One of the most common metabolic disorders associated with cancer that occurs in around 10 to 20 per cent people is Hypercalcaemia – a condition that is characterized with elevated levels of calcium. Scientists have known the connection between it and cancer, but it was always thought to be a late effect of cancer. However, a new study has for the first time explored the possibility that Hypercalcaemia could predate the diagnosis of cancer. The study has found that it is quite possible that people who develop cancer later have Hypercalcaemia before the onset of cancer. This discovery can lead to an early diagnosis of cancer and can help in successfully treating it.
The good news is that a simple blood test is sufficient to find out if a person has Hypercalcaemia. This has prompted doctors to explore the connection between cancer and Hypercalcaemia further. The research about the same was published in the British Journal of Cancer. The research analysed the electronic records of 54000 patients whose blood reports showed an elevated level of calcium. They looked further to find out how many of them went on to receive a cancer diagnosis.
All previous studies on Hypercalcaemia and cancer that have been carried out focussed on patients who had already been diagnosed with cancer. It was the understanding that Hypercalcaemia was a late effect of the cancer remarked Dr. Fergus Hamilton. He had led the research from the Centre for Academic Primary Care at the University of Bristol. He further said that they wanted to look at the issue from a different perspective and find out if high calcium levels in blood could be used as an early indicator of cancer and therefore in the diagnosis of cancer.

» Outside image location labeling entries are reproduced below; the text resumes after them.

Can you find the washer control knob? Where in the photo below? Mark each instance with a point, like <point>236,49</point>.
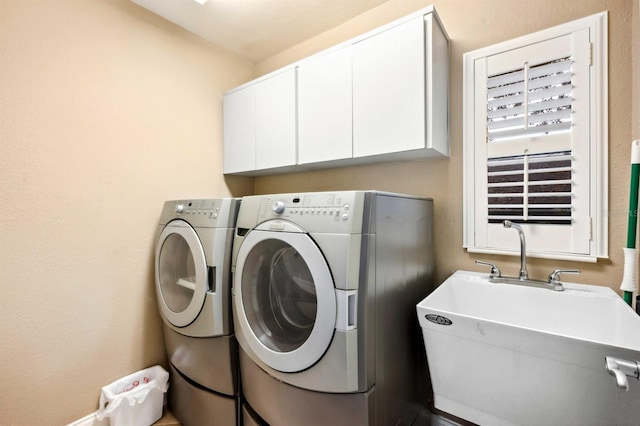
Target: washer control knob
<point>278,207</point>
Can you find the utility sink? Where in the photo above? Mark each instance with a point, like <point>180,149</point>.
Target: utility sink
<point>507,354</point>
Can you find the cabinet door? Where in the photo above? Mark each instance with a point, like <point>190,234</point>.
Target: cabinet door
<point>239,111</point>
<point>324,108</point>
<point>389,91</point>
<point>276,121</point>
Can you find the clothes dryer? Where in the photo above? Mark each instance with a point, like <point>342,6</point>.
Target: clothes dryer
<point>193,287</point>
<point>324,289</point>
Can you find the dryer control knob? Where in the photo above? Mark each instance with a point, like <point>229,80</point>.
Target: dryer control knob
<point>278,207</point>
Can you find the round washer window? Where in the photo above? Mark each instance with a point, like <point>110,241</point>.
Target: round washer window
<point>279,295</point>
<point>285,299</point>
<point>177,273</point>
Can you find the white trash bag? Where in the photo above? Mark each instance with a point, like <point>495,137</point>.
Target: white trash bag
<point>136,399</point>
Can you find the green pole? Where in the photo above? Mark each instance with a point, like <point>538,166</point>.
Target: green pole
<point>629,287</point>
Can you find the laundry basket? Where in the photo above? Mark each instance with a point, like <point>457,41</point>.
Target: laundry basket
<point>136,399</point>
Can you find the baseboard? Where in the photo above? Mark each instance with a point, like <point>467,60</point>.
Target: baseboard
<point>90,420</point>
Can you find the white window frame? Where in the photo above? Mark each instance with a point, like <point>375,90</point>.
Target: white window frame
<point>595,129</point>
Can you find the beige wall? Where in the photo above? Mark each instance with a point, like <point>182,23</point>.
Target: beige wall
<point>106,111</point>
<point>472,24</point>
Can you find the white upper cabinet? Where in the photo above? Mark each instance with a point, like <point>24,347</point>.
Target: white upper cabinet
<point>389,91</point>
<point>324,108</point>
<point>276,121</point>
<point>382,96</point>
<point>239,122</point>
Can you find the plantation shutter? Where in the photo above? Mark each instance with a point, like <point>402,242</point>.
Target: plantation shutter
<point>533,160</point>
<point>535,143</point>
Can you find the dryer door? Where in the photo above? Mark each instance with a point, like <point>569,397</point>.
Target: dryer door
<point>284,299</point>
<point>181,273</point>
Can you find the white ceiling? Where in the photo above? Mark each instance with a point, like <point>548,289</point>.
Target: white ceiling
<point>257,29</point>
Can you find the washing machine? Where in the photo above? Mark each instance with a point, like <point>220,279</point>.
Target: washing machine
<point>193,287</point>
<point>324,288</point>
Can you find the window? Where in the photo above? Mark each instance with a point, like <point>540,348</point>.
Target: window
<point>535,143</point>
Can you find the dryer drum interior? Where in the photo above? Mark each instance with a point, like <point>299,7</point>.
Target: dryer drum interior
<point>279,295</point>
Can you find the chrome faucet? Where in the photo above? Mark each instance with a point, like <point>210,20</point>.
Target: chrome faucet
<point>552,282</point>
<point>523,275</point>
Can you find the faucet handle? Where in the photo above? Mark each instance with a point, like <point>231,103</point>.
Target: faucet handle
<point>554,277</point>
<point>495,271</point>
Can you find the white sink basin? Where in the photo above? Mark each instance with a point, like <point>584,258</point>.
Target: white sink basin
<point>504,354</point>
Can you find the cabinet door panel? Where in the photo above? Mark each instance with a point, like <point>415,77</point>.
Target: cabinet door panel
<point>324,108</point>
<point>389,91</point>
<point>239,111</point>
<point>276,121</point>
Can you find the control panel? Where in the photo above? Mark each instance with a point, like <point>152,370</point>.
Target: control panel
<point>317,210</point>
<point>202,212</point>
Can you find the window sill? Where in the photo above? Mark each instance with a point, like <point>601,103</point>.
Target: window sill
<point>542,255</point>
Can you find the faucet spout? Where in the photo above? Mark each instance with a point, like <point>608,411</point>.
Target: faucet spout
<point>523,275</point>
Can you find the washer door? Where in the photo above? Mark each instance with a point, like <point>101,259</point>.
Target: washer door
<point>181,273</point>
<point>284,298</point>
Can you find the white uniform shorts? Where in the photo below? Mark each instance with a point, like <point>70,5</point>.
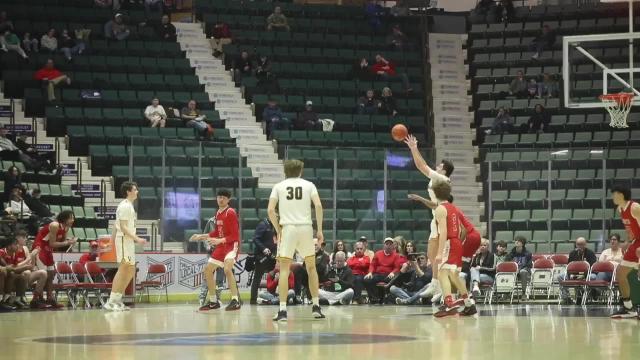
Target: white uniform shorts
<point>125,250</point>
<point>296,237</point>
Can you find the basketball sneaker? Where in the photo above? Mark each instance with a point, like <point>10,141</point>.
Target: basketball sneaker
<point>281,316</point>
<point>210,306</point>
<point>233,305</point>
<point>317,312</point>
<point>624,313</point>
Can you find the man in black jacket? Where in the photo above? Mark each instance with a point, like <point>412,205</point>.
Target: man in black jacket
<point>339,288</point>
<point>523,258</point>
<point>265,252</point>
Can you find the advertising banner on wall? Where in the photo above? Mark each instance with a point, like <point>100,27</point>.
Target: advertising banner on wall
<point>184,271</point>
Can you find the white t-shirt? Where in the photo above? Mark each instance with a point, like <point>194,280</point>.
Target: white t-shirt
<point>126,212</point>
<point>435,177</point>
<point>294,200</point>
<point>608,255</point>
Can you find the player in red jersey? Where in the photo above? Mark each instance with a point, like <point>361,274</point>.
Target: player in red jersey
<point>449,256</point>
<point>226,239</point>
<point>53,236</point>
<point>630,214</point>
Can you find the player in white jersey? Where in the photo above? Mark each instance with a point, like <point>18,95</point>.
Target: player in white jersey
<point>440,174</point>
<point>292,222</point>
<point>124,237</point>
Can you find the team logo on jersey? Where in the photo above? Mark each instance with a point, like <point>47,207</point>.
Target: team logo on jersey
<point>190,273</point>
<point>168,277</point>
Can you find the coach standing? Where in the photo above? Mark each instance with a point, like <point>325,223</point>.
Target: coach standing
<point>265,255</point>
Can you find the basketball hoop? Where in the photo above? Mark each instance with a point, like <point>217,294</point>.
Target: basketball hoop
<point>618,106</point>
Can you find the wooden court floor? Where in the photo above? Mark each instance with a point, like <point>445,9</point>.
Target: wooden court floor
<point>353,332</point>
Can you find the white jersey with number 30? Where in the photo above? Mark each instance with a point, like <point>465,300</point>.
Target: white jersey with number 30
<point>294,200</point>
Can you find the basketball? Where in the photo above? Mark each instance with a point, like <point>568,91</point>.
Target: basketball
<point>399,132</point>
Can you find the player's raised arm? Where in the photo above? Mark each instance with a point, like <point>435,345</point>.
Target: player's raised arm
<point>317,205</point>
<point>418,160</point>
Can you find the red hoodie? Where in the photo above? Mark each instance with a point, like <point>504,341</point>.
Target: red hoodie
<point>385,264</point>
<point>272,283</point>
<point>49,74</point>
<point>389,68</point>
<point>359,265</point>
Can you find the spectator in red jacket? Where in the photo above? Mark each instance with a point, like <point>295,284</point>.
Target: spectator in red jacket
<point>52,76</point>
<point>384,266</point>
<point>92,255</point>
<point>270,296</point>
<point>386,70</point>
<point>359,264</point>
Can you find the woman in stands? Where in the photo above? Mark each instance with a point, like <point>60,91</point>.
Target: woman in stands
<point>53,236</point>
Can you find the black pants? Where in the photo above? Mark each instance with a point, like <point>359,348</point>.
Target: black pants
<point>262,267</point>
<point>370,285</point>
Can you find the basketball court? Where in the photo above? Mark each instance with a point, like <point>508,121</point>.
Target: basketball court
<point>363,332</point>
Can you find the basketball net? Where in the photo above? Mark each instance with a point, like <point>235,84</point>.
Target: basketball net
<point>618,106</point>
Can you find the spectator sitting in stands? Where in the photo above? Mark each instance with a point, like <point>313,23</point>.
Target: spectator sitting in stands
<point>368,104</point>
<point>69,46</point>
<point>385,265</point>
<point>270,295</point>
<point>539,121</point>
<point>221,36</point>
<point>32,198</point>
<point>242,65</point>
<point>613,254</point>
<point>544,41</point>
<point>483,268</point>
<point>167,31</point>
<point>322,267</point>
<point>52,77</point>
<point>374,13</point>
<point>501,252</point>
<point>518,86</point>
<point>277,20</point>
<point>339,289</point>
<point>274,118</point>
<point>387,104</point>
<point>48,41</point>
<point>29,44</point>
<point>386,70</point>
<point>502,123</point>
<point>419,271</point>
<point>116,29</point>
<point>520,255</point>
<point>532,89</point>
<point>359,264</point>
<point>10,41</point>
<point>192,118</point>
<point>308,119</point>
<point>548,87</point>
<point>155,114</point>
<point>580,253</point>
<point>397,40</point>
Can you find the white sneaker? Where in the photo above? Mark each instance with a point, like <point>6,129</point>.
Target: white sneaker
<point>429,291</point>
<point>110,306</point>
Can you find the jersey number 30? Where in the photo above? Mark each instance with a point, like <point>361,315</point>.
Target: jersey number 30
<point>294,193</point>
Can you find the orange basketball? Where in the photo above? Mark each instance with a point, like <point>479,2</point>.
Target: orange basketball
<point>399,132</point>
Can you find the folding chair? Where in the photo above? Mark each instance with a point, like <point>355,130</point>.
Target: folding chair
<point>542,276</point>
<point>576,268</point>
<point>505,280</point>
<point>604,288</point>
<point>100,284</point>
<point>155,280</point>
<point>66,282</point>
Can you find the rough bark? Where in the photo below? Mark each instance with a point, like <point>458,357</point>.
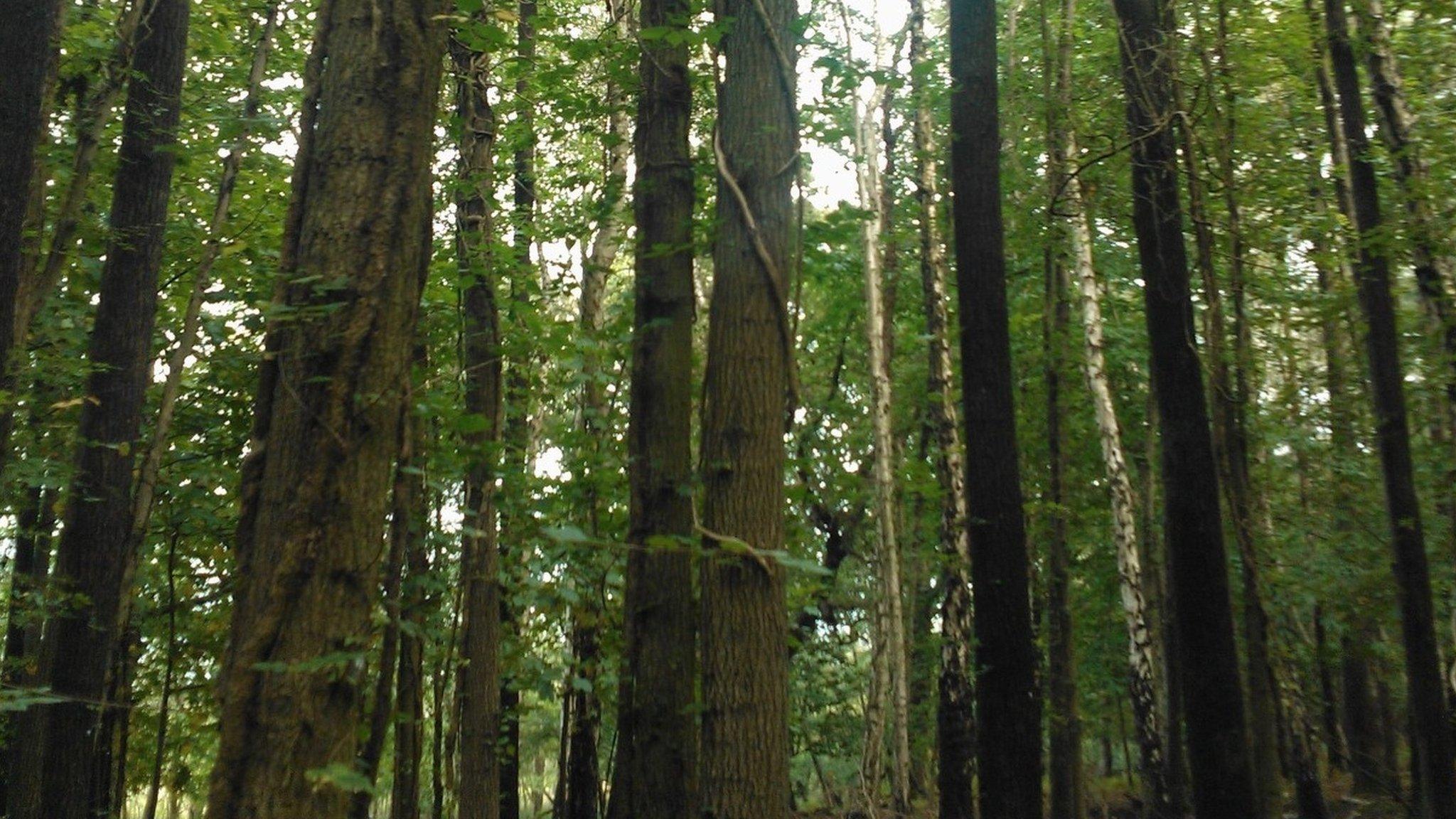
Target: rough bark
<point>28,53</point>
<point>744,767</point>
<point>1430,738</point>
<point>410,509</point>
<point>326,426</point>
<point>657,754</point>
<point>892,643</point>
<point>479,678</point>
<point>956,713</point>
<point>83,643</point>
<point>1211,697</point>
<point>1007,700</point>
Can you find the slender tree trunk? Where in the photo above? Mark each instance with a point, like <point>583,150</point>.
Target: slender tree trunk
<point>315,488</point>
<point>382,707</point>
<point>28,51</point>
<point>165,710</point>
<point>415,609</point>
<point>1007,700</point>
<point>657,752</point>
<point>887,545</point>
<point>1211,698</point>
<point>83,643</point>
<point>201,282</point>
<point>744,691</point>
<point>956,713</point>
<point>1432,738</point>
<point>1064,720</point>
<point>479,690</point>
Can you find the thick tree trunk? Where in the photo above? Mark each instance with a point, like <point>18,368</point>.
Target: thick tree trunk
<point>329,412</point>
<point>1211,698</point>
<point>83,643</point>
<point>1432,738</point>
<point>1064,720</point>
<point>479,678</point>
<point>744,724</point>
<point>657,752</point>
<point>1007,700</point>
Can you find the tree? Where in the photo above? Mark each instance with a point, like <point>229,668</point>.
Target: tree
<point>1433,758</point>
<point>326,424</point>
<point>1007,700</point>
<point>94,557</point>
<point>1214,701</point>
<point>26,47</point>
<point>744,767</point>
<point>655,770</point>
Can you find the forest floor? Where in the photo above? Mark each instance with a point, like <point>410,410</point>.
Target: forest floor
<point>1111,799</point>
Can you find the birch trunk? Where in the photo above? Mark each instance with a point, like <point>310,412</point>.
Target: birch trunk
<point>887,545</point>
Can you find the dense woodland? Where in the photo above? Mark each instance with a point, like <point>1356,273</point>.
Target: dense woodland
<point>737,410</point>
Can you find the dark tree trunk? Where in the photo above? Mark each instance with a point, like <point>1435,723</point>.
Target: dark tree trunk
<point>328,416</point>
<point>746,714</point>
<point>415,606</point>
<point>1432,738</point>
<point>28,53</point>
<point>380,714</point>
<point>479,681</point>
<point>1007,700</point>
<point>83,645</point>
<point>1211,697</point>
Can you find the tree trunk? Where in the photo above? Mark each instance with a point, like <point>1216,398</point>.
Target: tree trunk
<point>328,416</point>
<point>92,562</point>
<point>1211,698</point>
<point>1007,701</point>
<point>201,282</point>
<point>956,717</point>
<point>744,691</point>
<point>887,545</point>
<point>165,710</point>
<point>657,752</point>
<point>28,50</point>
<point>1432,739</point>
<point>415,609</point>
<point>382,707</point>
<point>479,682</point>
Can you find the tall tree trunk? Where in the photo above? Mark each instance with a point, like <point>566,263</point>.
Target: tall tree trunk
<point>956,707</point>
<point>1142,660</point>
<point>326,426</point>
<point>83,643</point>
<point>519,391</point>
<point>582,774</point>
<point>887,545</point>
<point>1432,749</point>
<point>165,710</point>
<point>1007,700</point>
<point>479,681</point>
<point>201,282</point>
<point>382,706</point>
<point>1211,698</point>
<point>657,751</point>
<point>746,719</point>
<point>1064,720</point>
<point>410,509</point>
<point>28,50</point>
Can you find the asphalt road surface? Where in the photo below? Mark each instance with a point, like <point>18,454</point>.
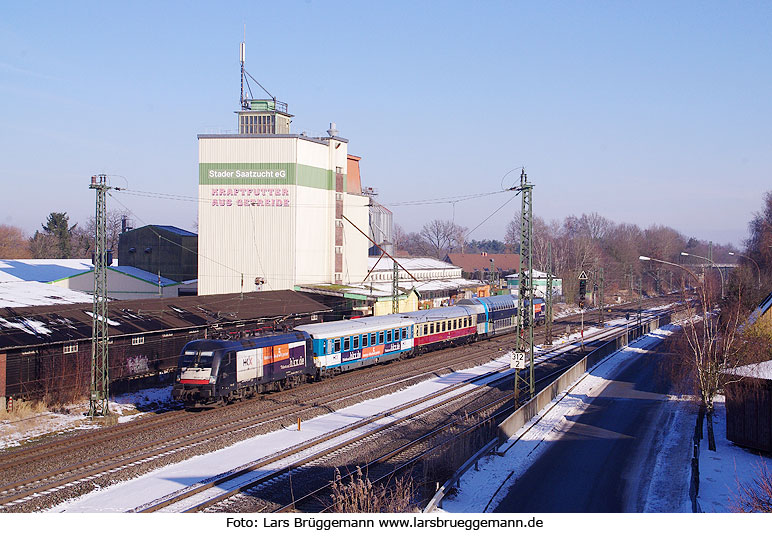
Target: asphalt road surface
<point>602,462</point>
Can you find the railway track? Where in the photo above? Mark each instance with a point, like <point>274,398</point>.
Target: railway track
<point>271,479</point>
<point>64,472</point>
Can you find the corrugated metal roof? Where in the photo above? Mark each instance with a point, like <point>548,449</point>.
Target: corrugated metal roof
<point>761,370</point>
<point>42,270</point>
<point>411,264</point>
<point>21,294</point>
<point>482,262</point>
<point>174,229</point>
<point>31,326</point>
<point>143,275</point>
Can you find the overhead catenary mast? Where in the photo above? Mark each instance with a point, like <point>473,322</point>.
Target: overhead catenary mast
<point>100,381</point>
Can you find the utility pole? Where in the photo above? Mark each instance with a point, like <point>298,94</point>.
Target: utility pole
<point>640,298</point>
<point>524,343</point>
<point>582,295</point>
<point>99,393</point>
<point>395,289</point>
<point>601,302</point>
<point>548,299</point>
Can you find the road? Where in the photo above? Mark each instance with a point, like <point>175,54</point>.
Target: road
<point>602,462</point>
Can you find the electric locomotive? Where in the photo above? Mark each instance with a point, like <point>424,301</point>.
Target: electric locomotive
<point>221,371</point>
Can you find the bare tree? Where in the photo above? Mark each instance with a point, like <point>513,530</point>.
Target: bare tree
<point>711,336</point>
<point>13,242</point>
<point>441,236</point>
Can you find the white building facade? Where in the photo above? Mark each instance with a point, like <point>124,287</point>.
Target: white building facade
<point>271,214</point>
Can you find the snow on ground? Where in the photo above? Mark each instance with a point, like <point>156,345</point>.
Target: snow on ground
<point>481,491</point>
<point>126,496</point>
<point>18,431</point>
<point>723,470</point>
<point>165,480</point>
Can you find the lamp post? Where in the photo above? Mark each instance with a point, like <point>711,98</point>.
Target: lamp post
<point>714,265</point>
<point>751,259</point>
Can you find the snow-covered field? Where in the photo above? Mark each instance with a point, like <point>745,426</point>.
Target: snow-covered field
<point>480,491</point>
<point>720,471</point>
<point>668,493</point>
<point>15,431</point>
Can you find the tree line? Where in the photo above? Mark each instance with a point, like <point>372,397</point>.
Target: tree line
<point>575,244</point>
<point>57,238</point>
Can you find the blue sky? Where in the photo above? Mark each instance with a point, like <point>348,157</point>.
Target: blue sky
<point>649,112</point>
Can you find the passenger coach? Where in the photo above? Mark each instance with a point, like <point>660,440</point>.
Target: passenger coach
<point>344,345</point>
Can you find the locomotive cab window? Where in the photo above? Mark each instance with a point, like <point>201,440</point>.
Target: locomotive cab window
<point>194,358</point>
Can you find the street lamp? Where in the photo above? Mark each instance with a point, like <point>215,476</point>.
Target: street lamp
<point>751,259</point>
<point>714,265</point>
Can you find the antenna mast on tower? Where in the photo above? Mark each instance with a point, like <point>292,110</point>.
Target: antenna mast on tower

The results that were found after the analysis of data from 54,000 patients were eye-opening. It was seen that in men, even mild hypercalcaemia (2.6–2.8?mmol?l?1) signified a risk of cancer in one year of 11.5 per cent. If the calcium levels were above 2.8?mmol?l?1, the risk increased to 28 per cent. Interestingly in women, the risks were much less, with the corresponding figures being 4.1 per cent and 8.7 per cent. It was also noted that in men, 81 per cent of the cancer associated with hypercalcaemia was caused by lung, prostate, myeloma, colorectal and other hematological cancers. But, in women, cancer was very less prevalent.
The variation in the occurrence of cancer was surprising remarked Dr. Hamilton. He said that we thought about a number of possible explanations. We concluded that it might be because women are much more likely to have hyperparathyroidism, another cause of hypercalcaemia. This condition is rare in men, so their hypercalcaemia is more likely to be due to cancer.
The successful completion of this research programme can transform the diagnosis of cancer and prevent hundreds of unnecessary deaths each year. The main objective of the research programme objectives is to design and test new service pathways that can lead to early diagnosis of cancer. These service pathways should be based on sound medical evidence and must make efficient use of resources to take full account of patient views.
This research is part of the Discovery Programme which aims to transform the diagnosis of cancer and hence prevent hundreds of unnecessary deaths each year. It is being carried out in partnership with NHS trusts and six Universities, a group of the UK’s leading researchers into primary care cancer diagnostics are working together in a five year programme.